Não tive essa sorte toda. Quer dizer, minto: tive a sorte de, Fernanda Lima à parte, não ter morrido em Angra. O que é sempre lucro, dizem.

Mas quase aconteceu. Verdade. E, apesar da ausência de celebridades, meu acidente também teve um desfecho mais ou menos chique. E também pareceu bastante perigoso. Pelo menos foi o que me contaram. Quando tudo se acertou, me convenceram de que praticamente mandei um aceno para Dona Morte.

Taí: na minha folga de fim de ano, descobri que não consigo avaliar a gravidade de certas situações. E que não nasci para a high-society.

Eu estava a alguns quilômetros da areia, perto de uma ilha que já foi do Luciano Huck, quando meu caiaque começou a afundar. Por um pequeno rasgo quase invisível, o barquinho de plástico encheu de água e ficou cada vez mais lento. Num primeiro momento, não me incomodei com o detalhe. Eu e os caiaques só nos encontramos uma vez a cada 15 anos.

– O caiaque tá pesando um pouquinho, mas parece que não tem problema. Vou remando pra areia – comentei com o irmão da minha namorada, Rafael, que remava com certa dificuldade um outro caiaque (ele estava acompanhado da namorada dele).

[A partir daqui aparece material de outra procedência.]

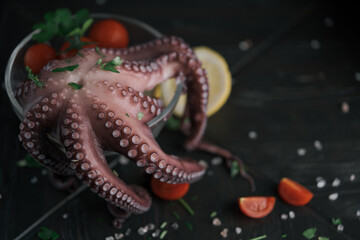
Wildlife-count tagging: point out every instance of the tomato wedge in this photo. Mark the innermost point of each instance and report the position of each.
(109, 33)
(256, 207)
(294, 193)
(38, 55)
(73, 52)
(169, 191)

Dois minutos depois, o barco virou e me lançou de pernas pro ar – no meio do nada. Fiquei batendo perna e, enquanto segurava o caiaque com uma das mãos, acenava com a outra, dizendo “tá tudo bem, tá tudo bem, vou virar o barco e subir de novo”. Consegui resolver o problema. Mas, no terceiro tombo, decidi que deveria voltar para a praia nadando, apoiado no caiaque.

Pode parecer incrível, mas estávamos todos bastante calmos com a situação. Mais tarde raciocinei que, se eu nadasse com aquele caiaque em direção à praia, provavelmente levaria umas cinco horas para chegar à terra. Isso se eu (que não sou o super-homem) não me cansasse antes. Mas naquele momento, largado ao mar, tudo parecia muito simples. Era só nadar. E continuar nadando.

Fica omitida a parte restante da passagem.